Al Ahram WeeklyMuro de apartheid israeli a la altura de Jerusalén

Como consecuencia de la notoria pérdida de tiempo que suponen las negociaciones con Israel, los palestinos de a pie están empezando a considerar un horizonte más amplio con igualdad de derechos para todos.

En vista de que un arrogante Israel no se toma un respiro en la destrucción de la “solución de los dos Estados” y prosigue implacable la expansión de asentamientos en Cisjordania, especialmente en Jerusalén Este, un número cada vez mayor de palestinos, incluidos intelectuales, académicos y la gente normal y corriente están abandonando el objetivo de la “estatalidad palestina”. Su nueva estrategia es la creación de un estado democrático, unitario y laico en toda Palestina-Israel, en el cual árabes y judíos puedan vivir en paz e igualdad.

Los defensores de la solución de un solo Estado sostienen que la relativa a los dos Estados está ya finiquitada y que cualquier Estado palestino que pudiera surgir del actual proceso de paz no sería más que un ente deforme e inviable que perpetuaría el conflicto y la violencia en la región. “Un Estado tal constituiría una fórmula segura para guerras futuras, inestabilidad y turbulencias”, expuso uno de sus postulantes durante un reciente simposio sobre la cuestión celebrado en Ramala.

Sin duda que el apoyo a la solución de un solo Estado no es nuevo entre los palestinos.
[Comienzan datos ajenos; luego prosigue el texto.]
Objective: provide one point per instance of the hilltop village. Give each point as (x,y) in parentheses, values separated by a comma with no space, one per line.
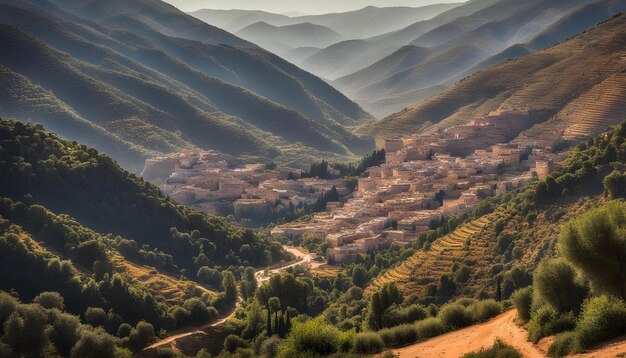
(426,177)
(211,182)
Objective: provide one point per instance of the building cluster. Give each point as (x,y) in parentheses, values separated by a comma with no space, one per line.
(424,179)
(207,180)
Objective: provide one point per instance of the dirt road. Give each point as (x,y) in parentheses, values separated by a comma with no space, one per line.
(262,276)
(456,344)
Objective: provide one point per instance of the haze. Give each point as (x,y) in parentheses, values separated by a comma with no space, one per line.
(302,7)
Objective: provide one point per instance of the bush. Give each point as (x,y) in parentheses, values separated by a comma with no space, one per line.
(601,318)
(396,315)
(564,344)
(483,310)
(313,337)
(233,342)
(399,335)
(523,299)
(411,333)
(50,300)
(368,343)
(556,283)
(455,316)
(546,322)
(498,350)
(429,328)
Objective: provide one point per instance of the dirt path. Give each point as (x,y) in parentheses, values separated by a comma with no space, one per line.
(262,276)
(456,344)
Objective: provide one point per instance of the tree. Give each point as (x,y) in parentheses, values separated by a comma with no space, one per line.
(209,276)
(50,300)
(556,284)
(94,344)
(248,284)
(595,244)
(615,185)
(96,316)
(359,276)
(230,287)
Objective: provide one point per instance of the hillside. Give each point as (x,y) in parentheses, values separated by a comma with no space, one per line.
(503,240)
(466,45)
(109,243)
(150,83)
(281,39)
(552,83)
(346,57)
(100,195)
(367,22)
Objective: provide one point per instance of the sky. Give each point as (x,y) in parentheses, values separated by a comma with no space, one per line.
(298,6)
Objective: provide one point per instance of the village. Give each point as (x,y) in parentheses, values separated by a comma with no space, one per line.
(210,182)
(427,177)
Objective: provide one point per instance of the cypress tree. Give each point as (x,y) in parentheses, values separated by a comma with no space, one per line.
(269,321)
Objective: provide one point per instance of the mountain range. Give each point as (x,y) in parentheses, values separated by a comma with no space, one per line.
(443,52)
(576,88)
(139,79)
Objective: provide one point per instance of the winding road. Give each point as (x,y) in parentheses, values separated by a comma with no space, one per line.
(262,276)
(458,343)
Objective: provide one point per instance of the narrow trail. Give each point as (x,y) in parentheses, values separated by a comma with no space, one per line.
(262,277)
(458,343)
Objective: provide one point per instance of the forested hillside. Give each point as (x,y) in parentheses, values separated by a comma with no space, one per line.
(575,88)
(495,249)
(159,81)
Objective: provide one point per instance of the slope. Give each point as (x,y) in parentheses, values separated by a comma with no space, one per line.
(280,39)
(161,93)
(545,82)
(503,240)
(454,48)
(367,22)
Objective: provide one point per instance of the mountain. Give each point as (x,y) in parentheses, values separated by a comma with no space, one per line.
(578,85)
(280,39)
(346,57)
(156,81)
(506,241)
(367,22)
(106,241)
(460,46)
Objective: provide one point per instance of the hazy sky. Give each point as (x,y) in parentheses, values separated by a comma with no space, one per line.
(298,6)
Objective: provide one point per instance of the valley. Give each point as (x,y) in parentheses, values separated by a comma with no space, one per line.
(423,179)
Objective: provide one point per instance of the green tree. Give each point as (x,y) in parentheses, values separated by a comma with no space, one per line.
(230,287)
(595,243)
(555,282)
(50,300)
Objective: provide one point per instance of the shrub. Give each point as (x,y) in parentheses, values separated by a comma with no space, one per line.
(546,322)
(233,342)
(399,335)
(556,283)
(429,327)
(313,337)
(523,299)
(601,318)
(396,315)
(50,300)
(269,348)
(564,344)
(483,310)
(498,350)
(455,316)
(368,343)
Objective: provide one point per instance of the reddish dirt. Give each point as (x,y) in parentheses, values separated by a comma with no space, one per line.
(456,344)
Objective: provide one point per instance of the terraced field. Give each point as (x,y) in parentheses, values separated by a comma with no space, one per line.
(172,289)
(427,266)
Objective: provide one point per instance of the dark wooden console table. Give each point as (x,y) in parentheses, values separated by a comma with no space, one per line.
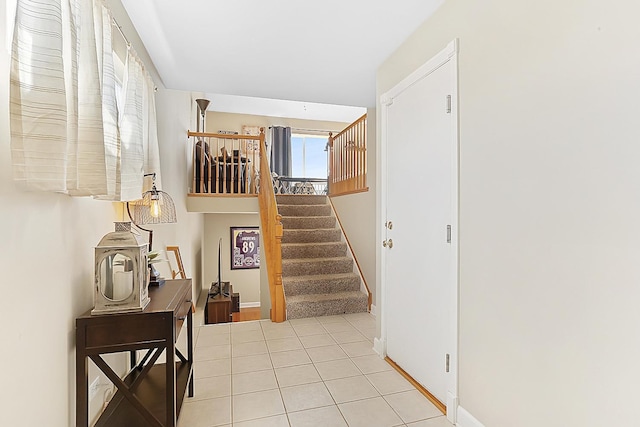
(150,394)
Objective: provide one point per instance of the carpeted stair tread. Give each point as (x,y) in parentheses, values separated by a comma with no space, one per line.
(299,199)
(302,306)
(321,283)
(311,235)
(313,250)
(309,266)
(308,222)
(304,210)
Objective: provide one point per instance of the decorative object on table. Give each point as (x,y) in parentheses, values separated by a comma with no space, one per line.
(180,271)
(252,146)
(219,287)
(121,274)
(245,248)
(202,110)
(155,207)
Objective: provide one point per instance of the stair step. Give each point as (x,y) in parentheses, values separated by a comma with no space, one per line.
(306,222)
(304,210)
(299,199)
(311,235)
(311,266)
(302,306)
(314,250)
(321,283)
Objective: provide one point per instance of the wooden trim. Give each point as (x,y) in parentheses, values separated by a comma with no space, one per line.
(355,259)
(441,406)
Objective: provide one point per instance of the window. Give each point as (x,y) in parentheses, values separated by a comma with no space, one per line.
(308,156)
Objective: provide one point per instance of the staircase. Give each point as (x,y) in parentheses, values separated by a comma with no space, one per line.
(317,272)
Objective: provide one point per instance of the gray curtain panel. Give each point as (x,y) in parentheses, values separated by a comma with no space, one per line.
(281,150)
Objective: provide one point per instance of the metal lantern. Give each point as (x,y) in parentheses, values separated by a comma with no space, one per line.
(121,272)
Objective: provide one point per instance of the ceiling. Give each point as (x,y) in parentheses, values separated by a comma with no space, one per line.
(324,52)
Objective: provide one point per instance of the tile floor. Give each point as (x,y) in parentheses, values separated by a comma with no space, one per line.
(301,373)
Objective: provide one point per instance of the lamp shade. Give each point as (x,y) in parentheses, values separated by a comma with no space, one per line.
(155,207)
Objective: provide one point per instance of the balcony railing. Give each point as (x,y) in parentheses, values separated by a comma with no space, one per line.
(348,159)
(225,164)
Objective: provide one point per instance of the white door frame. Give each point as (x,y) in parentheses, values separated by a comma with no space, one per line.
(450,53)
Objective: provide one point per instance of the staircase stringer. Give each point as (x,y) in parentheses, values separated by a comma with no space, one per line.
(364,287)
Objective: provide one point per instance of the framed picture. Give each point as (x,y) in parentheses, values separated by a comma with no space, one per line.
(245,248)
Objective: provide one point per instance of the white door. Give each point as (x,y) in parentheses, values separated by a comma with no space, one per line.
(421,190)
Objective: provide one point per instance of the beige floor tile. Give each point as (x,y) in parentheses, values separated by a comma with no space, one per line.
(257,405)
(328,416)
(304,321)
(331,319)
(388,382)
(246,336)
(321,340)
(304,329)
(371,364)
(412,406)
(358,348)
(282,359)
(277,421)
(360,317)
(211,387)
(335,369)
(284,344)
(249,349)
(245,326)
(217,329)
(257,362)
(369,413)
(278,333)
(339,327)
(323,354)
(206,413)
(296,375)
(253,381)
(268,325)
(306,396)
(211,368)
(210,340)
(432,422)
(369,333)
(348,336)
(212,353)
(350,389)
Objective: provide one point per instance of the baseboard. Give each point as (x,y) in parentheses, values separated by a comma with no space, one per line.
(378,347)
(465,419)
(249,304)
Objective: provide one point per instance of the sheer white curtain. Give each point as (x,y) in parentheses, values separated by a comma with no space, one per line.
(68,134)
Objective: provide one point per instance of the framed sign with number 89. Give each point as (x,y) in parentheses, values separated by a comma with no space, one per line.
(245,248)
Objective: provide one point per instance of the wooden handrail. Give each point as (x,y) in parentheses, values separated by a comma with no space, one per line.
(271,236)
(348,159)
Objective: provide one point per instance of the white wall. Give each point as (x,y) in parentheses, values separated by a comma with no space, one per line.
(245,282)
(549,206)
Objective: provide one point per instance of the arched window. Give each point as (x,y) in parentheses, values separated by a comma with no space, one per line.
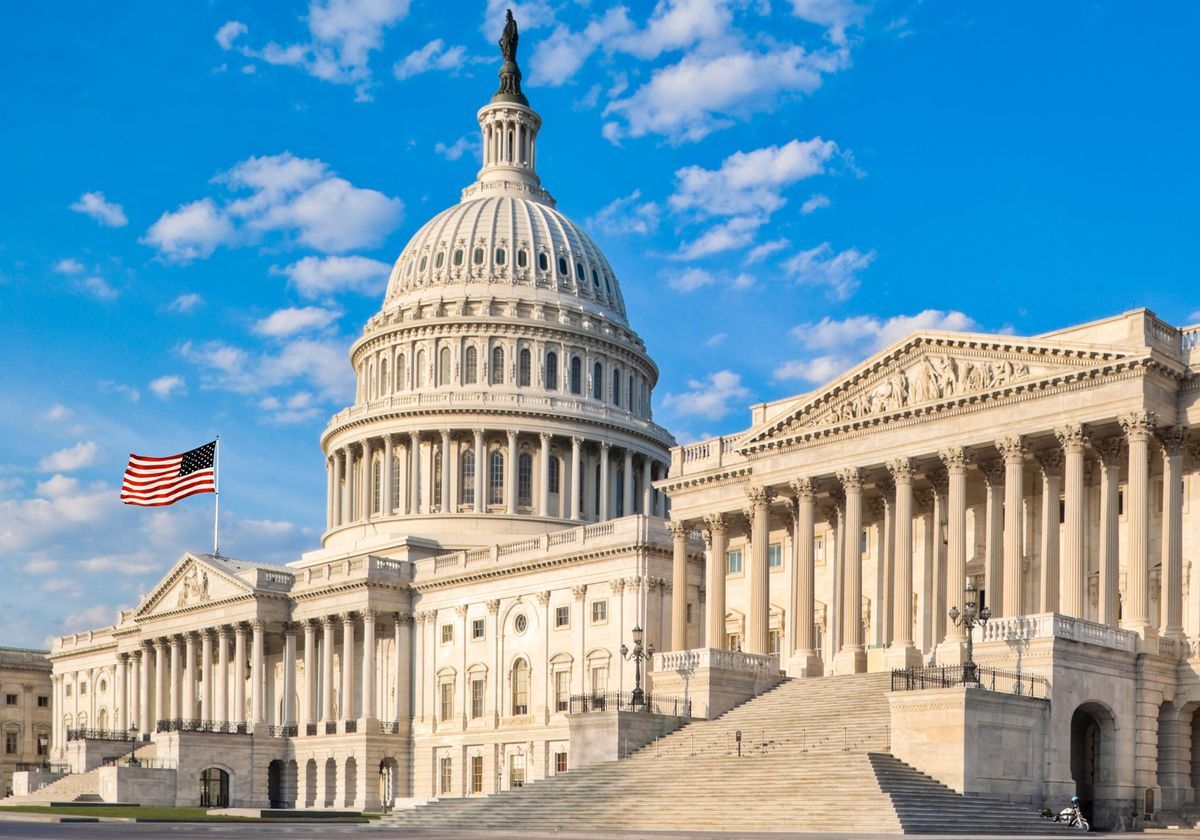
(444,366)
(521,688)
(576,375)
(471,367)
(497,365)
(468,477)
(496,478)
(525,479)
(525,366)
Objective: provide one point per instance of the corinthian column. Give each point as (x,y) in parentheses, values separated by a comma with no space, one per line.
(1138,429)
(852,657)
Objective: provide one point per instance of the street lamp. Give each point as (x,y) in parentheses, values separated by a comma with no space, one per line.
(639,655)
(967,619)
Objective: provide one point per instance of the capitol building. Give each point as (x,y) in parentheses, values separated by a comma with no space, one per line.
(508,531)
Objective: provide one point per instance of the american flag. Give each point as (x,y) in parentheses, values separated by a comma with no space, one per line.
(151,483)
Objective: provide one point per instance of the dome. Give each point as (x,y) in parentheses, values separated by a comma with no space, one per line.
(507,246)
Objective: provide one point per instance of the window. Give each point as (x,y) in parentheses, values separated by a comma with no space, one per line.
(521,688)
(497,365)
(477,767)
(562,690)
(576,375)
(468,477)
(477,697)
(525,479)
(775,556)
(471,366)
(496,478)
(733,562)
(525,369)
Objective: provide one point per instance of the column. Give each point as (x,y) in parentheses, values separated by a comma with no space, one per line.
(309,707)
(369,651)
(627,501)
(903,653)
(576,478)
(510,484)
(222,681)
(289,673)
(714,582)
(1138,426)
(678,585)
(852,657)
(1050,461)
(123,706)
(239,673)
(445,471)
(1013,451)
(480,469)
(1171,599)
(759,609)
(544,477)
(327,669)
(205,675)
(389,490)
(257,666)
(347,666)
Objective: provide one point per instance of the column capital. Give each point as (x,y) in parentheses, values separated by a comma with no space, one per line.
(1138,426)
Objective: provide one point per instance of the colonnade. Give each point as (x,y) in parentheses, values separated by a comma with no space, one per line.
(1062,461)
(533,474)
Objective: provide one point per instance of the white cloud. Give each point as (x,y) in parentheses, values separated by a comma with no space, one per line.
(71,459)
(816,203)
(185,303)
(711,397)
(168,385)
(822,267)
(291,321)
(95,205)
(627,215)
(750,181)
(315,276)
(701,94)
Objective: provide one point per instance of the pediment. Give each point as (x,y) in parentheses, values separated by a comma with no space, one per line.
(192,582)
(928,370)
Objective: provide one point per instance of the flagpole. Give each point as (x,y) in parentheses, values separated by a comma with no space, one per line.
(216,496)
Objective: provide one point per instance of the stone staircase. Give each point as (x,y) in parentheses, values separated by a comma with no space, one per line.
(814,759)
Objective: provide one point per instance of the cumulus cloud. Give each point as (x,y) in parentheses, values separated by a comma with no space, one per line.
(712,397)
(96,207)
(71,459)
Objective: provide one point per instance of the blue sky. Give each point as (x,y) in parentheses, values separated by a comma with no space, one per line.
(202,201)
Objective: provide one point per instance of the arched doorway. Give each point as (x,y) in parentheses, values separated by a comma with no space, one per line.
(214,787)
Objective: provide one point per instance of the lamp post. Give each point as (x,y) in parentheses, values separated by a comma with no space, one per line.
(967,619)
(637,655)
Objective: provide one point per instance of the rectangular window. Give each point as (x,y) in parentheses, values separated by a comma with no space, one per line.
(477,699)
(733,562)
(775,556)
(477,774)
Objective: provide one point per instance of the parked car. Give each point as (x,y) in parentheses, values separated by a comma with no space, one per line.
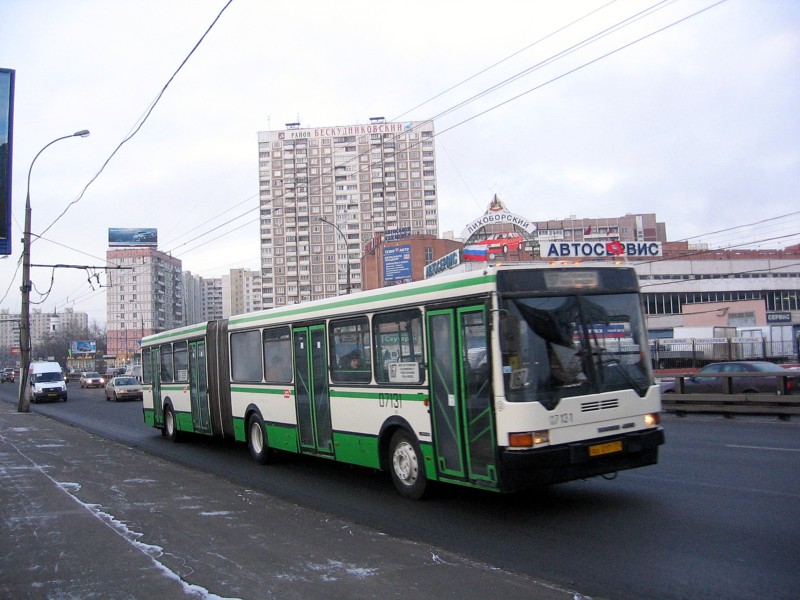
(123,388)
(707,379)
(503,242)
(92,379)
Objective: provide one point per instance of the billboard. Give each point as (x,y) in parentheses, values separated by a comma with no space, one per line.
(142,236)
(6,139)
(83,347)
(397,265)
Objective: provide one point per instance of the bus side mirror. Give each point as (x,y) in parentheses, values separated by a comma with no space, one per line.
(509,334)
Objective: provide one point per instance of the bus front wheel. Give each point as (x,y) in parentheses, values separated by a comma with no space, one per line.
(406,466)
(257,440)
(170,424)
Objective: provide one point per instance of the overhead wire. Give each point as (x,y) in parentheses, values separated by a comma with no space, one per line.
(143,120)
(625,22)
(654,7)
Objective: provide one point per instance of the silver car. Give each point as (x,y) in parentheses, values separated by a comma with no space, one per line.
(707,379)
(123,388)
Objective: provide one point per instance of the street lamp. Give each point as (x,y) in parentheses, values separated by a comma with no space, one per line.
(25,315)
(344,237)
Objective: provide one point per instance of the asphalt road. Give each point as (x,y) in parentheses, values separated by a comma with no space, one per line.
(716,518)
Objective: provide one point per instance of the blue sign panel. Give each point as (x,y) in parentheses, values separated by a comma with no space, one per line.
(397,265)
(6,138)
(143,236)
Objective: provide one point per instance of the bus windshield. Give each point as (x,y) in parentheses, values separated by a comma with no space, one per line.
(573,346)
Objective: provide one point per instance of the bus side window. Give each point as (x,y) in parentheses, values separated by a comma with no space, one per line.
(147,370)
(246,356)
(398,347)
(351,355)
(278,355)
(166,363)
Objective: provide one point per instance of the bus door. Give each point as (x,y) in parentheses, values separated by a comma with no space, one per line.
(461,395)
(312,393)
(198,387)
(155,369)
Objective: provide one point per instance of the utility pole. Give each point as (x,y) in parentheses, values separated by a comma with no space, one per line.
(25,288)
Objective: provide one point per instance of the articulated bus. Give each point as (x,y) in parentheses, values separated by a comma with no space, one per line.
(500,379)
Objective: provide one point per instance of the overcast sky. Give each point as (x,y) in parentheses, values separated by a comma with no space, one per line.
(697,123)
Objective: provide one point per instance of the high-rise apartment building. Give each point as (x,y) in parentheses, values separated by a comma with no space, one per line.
(144,297)
(211,304)
(241,292)
(327,191)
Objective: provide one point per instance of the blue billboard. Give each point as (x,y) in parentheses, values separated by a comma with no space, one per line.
(143,236)
(397,265)
(6,139)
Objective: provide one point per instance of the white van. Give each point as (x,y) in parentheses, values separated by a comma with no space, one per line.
(47,382)
(134,371)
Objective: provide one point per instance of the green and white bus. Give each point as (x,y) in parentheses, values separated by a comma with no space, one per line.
(500,379)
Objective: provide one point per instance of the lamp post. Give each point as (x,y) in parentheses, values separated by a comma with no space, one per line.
(344,237)
(25,315)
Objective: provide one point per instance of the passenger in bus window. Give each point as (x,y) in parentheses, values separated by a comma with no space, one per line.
(278,368)
(355,361)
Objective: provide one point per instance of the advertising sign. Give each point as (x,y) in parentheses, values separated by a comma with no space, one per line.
(785,317)
(6,139)
(602,249)
(83,347)
(448,261)
(143,236)
(397,265)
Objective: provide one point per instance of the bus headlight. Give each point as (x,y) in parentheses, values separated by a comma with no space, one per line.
(652,419)
(528,439)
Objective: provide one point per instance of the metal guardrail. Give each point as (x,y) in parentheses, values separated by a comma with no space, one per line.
(728,404)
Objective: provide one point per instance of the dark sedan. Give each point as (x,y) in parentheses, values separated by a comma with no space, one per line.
(748,377)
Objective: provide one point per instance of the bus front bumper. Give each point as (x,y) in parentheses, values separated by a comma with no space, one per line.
(529,468)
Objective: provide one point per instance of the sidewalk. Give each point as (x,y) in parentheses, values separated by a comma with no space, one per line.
(85,517)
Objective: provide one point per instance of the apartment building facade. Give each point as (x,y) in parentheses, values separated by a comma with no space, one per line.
(144,296)
(326,191)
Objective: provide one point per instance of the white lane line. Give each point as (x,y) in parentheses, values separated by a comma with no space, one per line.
(763,448)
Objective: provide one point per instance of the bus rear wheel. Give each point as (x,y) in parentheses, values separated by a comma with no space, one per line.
(257,440)
(407,466)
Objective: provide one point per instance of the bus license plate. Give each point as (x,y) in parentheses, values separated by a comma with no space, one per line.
(608,448)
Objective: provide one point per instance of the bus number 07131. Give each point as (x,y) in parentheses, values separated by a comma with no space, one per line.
(390,401)
(562,419)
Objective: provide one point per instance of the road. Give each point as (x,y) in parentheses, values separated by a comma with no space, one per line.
(716,518)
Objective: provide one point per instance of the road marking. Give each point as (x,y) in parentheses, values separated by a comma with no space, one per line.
(763,448)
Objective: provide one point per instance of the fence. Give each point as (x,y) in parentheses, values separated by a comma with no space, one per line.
(695,353)
(781,403)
Durante muchos años, la Organización para la Liberación de Palestina estuvo pidiendo la creación de un estado laico y no sectario en toda la Palestina del Mandato, donde judíos, musulmanes y cristianos tuvieran garantizados los mismos derechos. Las voces a favor de una patria común árabe y judía en Palestina se dejaron oír entre los palestinos –sobre todo en círculos izquierdistas y comunistas- incluso antes de la creación de Israel en 1948.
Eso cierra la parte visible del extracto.